Surbhi Bharadwaj

Digital accessibility is not always a priority in website management, but Yale Information Technology Services specialist Michelle Morgan GRD ’17 emphasized on Wednesday that people in higher education should ensure that social media content is accessible to everyone — especially people with disabilities.

In an event hosted at the Poorvu Center for Teaching and Learning, Morgan hosted a “Social Media Training” open to Yale faculty, postdoctoral trainees and staff. During the event — which drew around 15 attendees — Morgan said that people with disabilities only have limited access to content on social media, which has created extra inconveniences in many lives. For instance, they are more likely to miss job-related posts on LinkedIn, which 95 percent of recruiters rely on to hire employees. According to Morgan, there has been a trend within higher education to try to make posts as accessible to all senses as possible, and she added that other employment sectors should follow suit. These days linkedin cloud prospecting has become a lot more necessary for businesses as well as individuals.

“I wouldn’t be surprised if it just becomes part of everybody’s job to make things accessible,” Morgan said. “Because of the increasing lawsuits, it is definitely a skill for good marketing.”

According to Morgan, digital accessibility is a complicated issue because of the different ways in which people browse a webpage. She said that some people may get stuck on webpages due to keyboard issues and the inability to use a mouse.

Insufficient support for digital accessibility from major social media platforms only adds to the problem, according to Morgan. She said that latest statistics from AccessibilityOz — a Canadian company that specializes in testing the accessibility of Facebook, Instagram, LinkedIn, Pinterest, Twitter and YouTube — show that all of these major social media platforms operate in such a way that hinders people’s ability to listen to web pages.

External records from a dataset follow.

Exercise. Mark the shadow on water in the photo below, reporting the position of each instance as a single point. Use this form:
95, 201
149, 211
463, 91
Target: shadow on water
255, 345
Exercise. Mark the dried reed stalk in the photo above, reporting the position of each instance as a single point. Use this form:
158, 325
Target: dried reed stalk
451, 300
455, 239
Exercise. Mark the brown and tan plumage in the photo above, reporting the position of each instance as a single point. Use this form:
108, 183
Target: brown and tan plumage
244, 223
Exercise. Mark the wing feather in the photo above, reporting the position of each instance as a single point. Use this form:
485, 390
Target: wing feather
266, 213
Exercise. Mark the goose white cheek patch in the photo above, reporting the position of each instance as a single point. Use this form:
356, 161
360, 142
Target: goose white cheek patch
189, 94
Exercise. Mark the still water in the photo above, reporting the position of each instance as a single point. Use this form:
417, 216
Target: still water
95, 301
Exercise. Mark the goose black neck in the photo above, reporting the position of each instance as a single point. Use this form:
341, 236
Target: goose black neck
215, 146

“I highly recommended this workshop for everyone who uses social media personally or professionally,” said Kress Fellow in Art Librarianship Allison Comrie.

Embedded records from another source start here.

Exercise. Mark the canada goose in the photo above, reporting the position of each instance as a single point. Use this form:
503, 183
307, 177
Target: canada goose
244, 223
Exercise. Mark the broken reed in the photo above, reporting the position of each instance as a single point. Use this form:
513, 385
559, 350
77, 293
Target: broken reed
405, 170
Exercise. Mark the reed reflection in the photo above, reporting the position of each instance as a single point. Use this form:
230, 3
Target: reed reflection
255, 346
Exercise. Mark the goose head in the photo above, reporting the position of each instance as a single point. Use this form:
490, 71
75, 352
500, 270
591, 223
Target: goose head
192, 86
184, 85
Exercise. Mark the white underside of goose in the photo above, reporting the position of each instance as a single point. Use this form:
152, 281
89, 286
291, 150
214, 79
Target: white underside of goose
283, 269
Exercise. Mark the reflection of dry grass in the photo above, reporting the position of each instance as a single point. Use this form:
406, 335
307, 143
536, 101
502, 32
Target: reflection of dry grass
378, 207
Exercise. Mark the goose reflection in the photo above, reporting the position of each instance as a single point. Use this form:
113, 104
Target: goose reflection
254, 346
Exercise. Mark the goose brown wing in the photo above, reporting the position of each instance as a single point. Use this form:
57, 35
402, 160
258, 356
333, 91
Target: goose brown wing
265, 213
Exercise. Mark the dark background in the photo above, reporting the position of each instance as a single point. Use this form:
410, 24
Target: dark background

Morgan then shared some simple tricks to increasing accessibility of social media posts. For example, animated GIFs, hashtags and abbreviations — all of which limit people’s ability to listen to a web page — should not be frequently used, especially in the middle of a paragraph. She used her own social media accounts to demonstrate practical steps to take, including captioning a video using the auto-generated text from YouTube, switching to the mobile version of Facebook and adding alternative text to images on Instagram.

Comrie said she learned many concrete steps to take.

“Two of the biggest takeaways were: considering how to engage as many senses as possible when creating,” she wrote in an email to the News, “and editing a post and uploading content to multiple platforms to account for the accessibility shortfalls of one platform over the other.”

Jennifer Seibyl and Julie McGarry — employees at the Yale Center for Emotional Intelligence — both wrote to the News that they found Michelle’s workshop engaging, comprehensive and practical.

According to Seibyl, she learned a lot from Morgan, especially since they both work with high school students.

“As someone who is working within a student program, Michelle’s background working with students with accommodations made her training much more salient to me,” Seibyl said.

Morgan finished her Ph.D. at Yale in American studies with a certificate in women’s, gender and sexuality studies in 2017.